ÖZET
Amaç:
Bu çalışmanın amacı, menisküs yırtığı nedeniyle artroskopik olarak tedavi ettiğimiz hastalarda yaş, cinsiyet, yırtık tipi ve yerleşimine göre ön çapraz bağ (ÖÇB) lezyonu ve kıkırdak lezyonu insidansını incelemek ve bu hastalarda ek patolojileri önceden tahmin edilebilir hale getirmektir.
Yöntemler:
2008-2012 yılları arasında kliniğimizde menisküs yırtığı nedeniyle artroskopik olarak ameliyat edilen 50 yaş altındaki 351 hasta retrospektif olarak incelendi. Preoperatif doldurulan anket formları, MRI raporları ve ameliyat notları tarandı. Ön çapraz bağında elongasyon, parsiyel yırtık ve total yırtık olan hastalar kaydedildi. Outerbridge sınıflamasına göre kıkırdak lezyonları grade 1’den grade 4’e kadar sınıflandırıldı. Ameliyat notları taranarak yırtık tipi ve yerleşimi kaydedildi.
Bulgular:
Dejenere yırtığı olan hastaların %77,4’ünde, radial yırtığı olan hastaların %63,6’sında kıkırdak hasarı görülürken diğer yırtık tiplerinde bu oran %33,9 olarak bulundu. Kova sapı, longitudinal, kök yırtığı gibi longitudinal paterni olan yırtık tiplerine %46,6 oranında ÖÇB lezyonu eşlik etmekte iken diğer yırtık tiplerinde bu oran %20,7 olarak saptandı. Dejenere yırtıklar hesaba katılmadığında radial yırtığı olan hastaların yaş ortalaması (40,86±9,03) diğer yırtık tiplerine sahip hasta grubunun yaş ortalamasından (35,44±9,44) anlamlı derecede yüksekti.
Sonuç:
Longitudinal tip menisküs yırtıkları ÖÇB lezyonu ile yakından ilişkili iken, medial menisküs posterior kökündeki radyal tip yırtıklar osteoartritik kıkırdak lezyonları ile yakından ilişkilidir.
Giriş
Menisküsler, C şeklinde fibrokartilaj yapıda olan ve tibia eklem yüzeyini genişleterek, tibial plato ile femoral kondillerin uyumunu artıran anatomik yapılardır.
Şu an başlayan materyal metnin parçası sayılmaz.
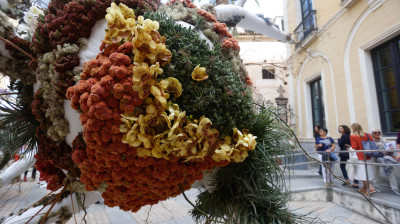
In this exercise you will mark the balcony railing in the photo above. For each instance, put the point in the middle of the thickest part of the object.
(306, 26)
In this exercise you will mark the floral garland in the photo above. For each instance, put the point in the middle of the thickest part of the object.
(184, 10)
(52, 157)
(68, 22)
(136, 154)
(60, 33)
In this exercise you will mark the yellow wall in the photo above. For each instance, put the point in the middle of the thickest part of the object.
(327, 52)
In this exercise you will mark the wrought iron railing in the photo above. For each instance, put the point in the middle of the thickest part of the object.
(306, 26)
(365, 162)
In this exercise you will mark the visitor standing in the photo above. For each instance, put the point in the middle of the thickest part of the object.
(398, 146)
(356, 143)
(344, 140)
(316, 135)
(325, 145)
(386, 158)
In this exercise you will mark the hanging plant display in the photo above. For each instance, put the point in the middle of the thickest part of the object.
(139, 101)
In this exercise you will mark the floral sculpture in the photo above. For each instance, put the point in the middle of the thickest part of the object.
(163, 101)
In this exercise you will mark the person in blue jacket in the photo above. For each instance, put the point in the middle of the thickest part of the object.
(326, 145)
(344, 140)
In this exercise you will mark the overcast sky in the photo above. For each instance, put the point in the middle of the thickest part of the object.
(270, 8)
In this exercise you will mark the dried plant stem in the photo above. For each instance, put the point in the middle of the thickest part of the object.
(19, 213)
(195, 207)
(51, 201)
(330, 170)
(54, 203)
(73, 209)
(18, 48)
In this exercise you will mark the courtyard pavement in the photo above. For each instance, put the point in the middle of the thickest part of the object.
(176, 210)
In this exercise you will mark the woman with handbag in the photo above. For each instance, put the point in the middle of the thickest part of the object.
(357, 139)
(325, 145)
(344, 140)
(382, 145)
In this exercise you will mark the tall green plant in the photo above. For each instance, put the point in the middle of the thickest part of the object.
(17, 123)
(253, 191)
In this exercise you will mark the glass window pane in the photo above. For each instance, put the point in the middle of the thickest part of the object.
(384, 57)
(317, 103)
(393, 121)
(387, 78)
(398, 50)
(390, 99)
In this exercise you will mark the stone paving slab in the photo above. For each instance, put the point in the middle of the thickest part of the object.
(172, 211)
(329, 212)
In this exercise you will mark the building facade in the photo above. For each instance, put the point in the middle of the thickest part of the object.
(264, 59)
(344, 66)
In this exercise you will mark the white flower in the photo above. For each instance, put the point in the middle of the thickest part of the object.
(31, 16)
(36, 11)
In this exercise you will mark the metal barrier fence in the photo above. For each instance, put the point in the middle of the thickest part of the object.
(365, 163)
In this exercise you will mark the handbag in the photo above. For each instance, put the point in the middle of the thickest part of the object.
(371, 145)
(329, 157)
(352, 155)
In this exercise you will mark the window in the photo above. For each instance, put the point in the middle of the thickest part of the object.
(317, 103)
(268, 74)
(307, 24)
(386, 60)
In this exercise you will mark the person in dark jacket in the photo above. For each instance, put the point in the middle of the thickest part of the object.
(344, 140)
(316, 135)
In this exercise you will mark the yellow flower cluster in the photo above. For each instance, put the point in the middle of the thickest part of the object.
(172, 133)
(158, 128)
(148, 44)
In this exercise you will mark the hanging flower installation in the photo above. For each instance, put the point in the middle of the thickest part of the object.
(131, 126)
(163, 101)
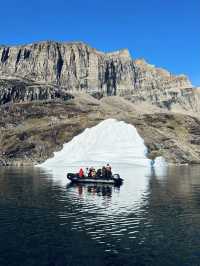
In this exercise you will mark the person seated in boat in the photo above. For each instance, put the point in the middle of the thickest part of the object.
(81, 173)
(93, 173)
(90, 172)
(98, 173)
(87, 172)
(108, 171)
(103, 171)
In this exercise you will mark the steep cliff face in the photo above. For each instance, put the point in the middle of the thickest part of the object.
(74, 66)
(78, 67)
(42, 104)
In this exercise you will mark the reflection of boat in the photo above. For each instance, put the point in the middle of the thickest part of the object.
(94, 189)
(114, 180)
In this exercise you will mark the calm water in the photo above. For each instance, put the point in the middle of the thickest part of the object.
(153, 219)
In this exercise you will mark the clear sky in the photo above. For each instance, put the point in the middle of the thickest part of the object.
(164, 32)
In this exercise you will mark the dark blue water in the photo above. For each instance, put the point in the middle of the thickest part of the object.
(153, 219)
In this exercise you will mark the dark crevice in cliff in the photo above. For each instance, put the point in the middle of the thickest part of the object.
(18, 56)
(73, 63)
(110, 79)
(59, 64)
(27, 53)
(5, 55)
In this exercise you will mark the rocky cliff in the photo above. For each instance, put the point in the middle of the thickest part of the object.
(46, 99)
(72, 67)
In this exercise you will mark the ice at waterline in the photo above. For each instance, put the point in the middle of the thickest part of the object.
(110, 141)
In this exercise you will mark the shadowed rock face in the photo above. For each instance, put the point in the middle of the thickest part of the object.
(45, 100)
(77, 67)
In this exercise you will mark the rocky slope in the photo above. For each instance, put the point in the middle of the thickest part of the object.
(30, 132)
(46, 98)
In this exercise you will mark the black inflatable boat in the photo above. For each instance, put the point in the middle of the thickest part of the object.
(113, 180)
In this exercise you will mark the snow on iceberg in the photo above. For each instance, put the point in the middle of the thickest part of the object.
(110, 141)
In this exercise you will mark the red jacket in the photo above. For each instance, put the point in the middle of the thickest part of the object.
(81, 173)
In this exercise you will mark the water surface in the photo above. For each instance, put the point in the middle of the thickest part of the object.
(153, 219)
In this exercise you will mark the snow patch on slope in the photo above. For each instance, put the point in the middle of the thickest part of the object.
(110, 141)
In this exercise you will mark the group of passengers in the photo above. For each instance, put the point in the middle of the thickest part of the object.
(104, 172)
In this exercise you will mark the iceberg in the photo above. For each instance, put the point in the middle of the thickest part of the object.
(110, 141)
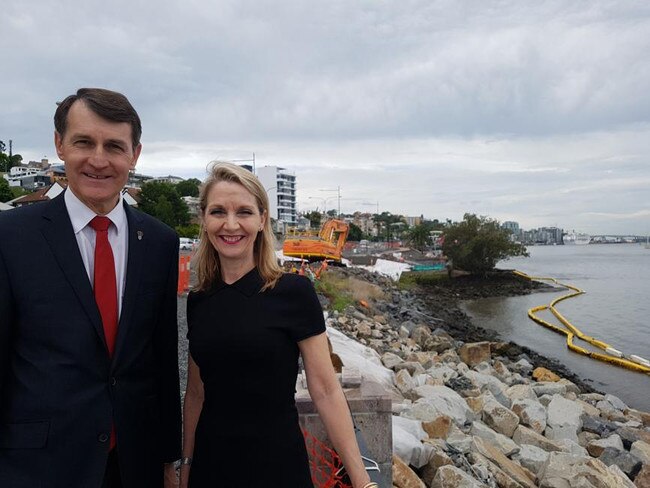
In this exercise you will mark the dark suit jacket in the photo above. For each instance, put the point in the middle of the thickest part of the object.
(59, 389)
Menisküsler diz ekleminde yük aktarımı sırasında hayati öneme sahiptir (1). Menisküsler sadece yük aktarımında değil; şok absorbisyonunda, stabiliteyi artırmada, eklem kıkırdağının beslenmesinde, aşırı fleksiyon ve ekstansiyonun kısıtlanmasında, diz eklem hareketlerinin kontrolünde de önemli role sahiptir (2,3). Menisküs yırtıkları her 1000 kişinin altısında görülecek kadar sıktır ve 2,5 ile 4 kat erkek cinsiyette daha fazla görülür. Yirmi, 29 yaş aralığında görülme sıklığı pik yapar (4). Medial menisküs tam C şeklinde iken lateral menisküs tam bir daire oluşturamasa da, daha sirküler bir yapıdadır. Bu anatomik oluşum ve medial menisküsün medial kollatereal ligamente sıkı bağlı olması nedeniyle medial menisküs yırtığı lateral menisküs yırtığına oranla daha sık görülür (5,6). Menisküs yırtıklarının tedavisinde uygulanan parsiyel menisektomi, ortopedik cerrahlar tarafından en sık uygulanan cerrahi tedavilerden biridir (7).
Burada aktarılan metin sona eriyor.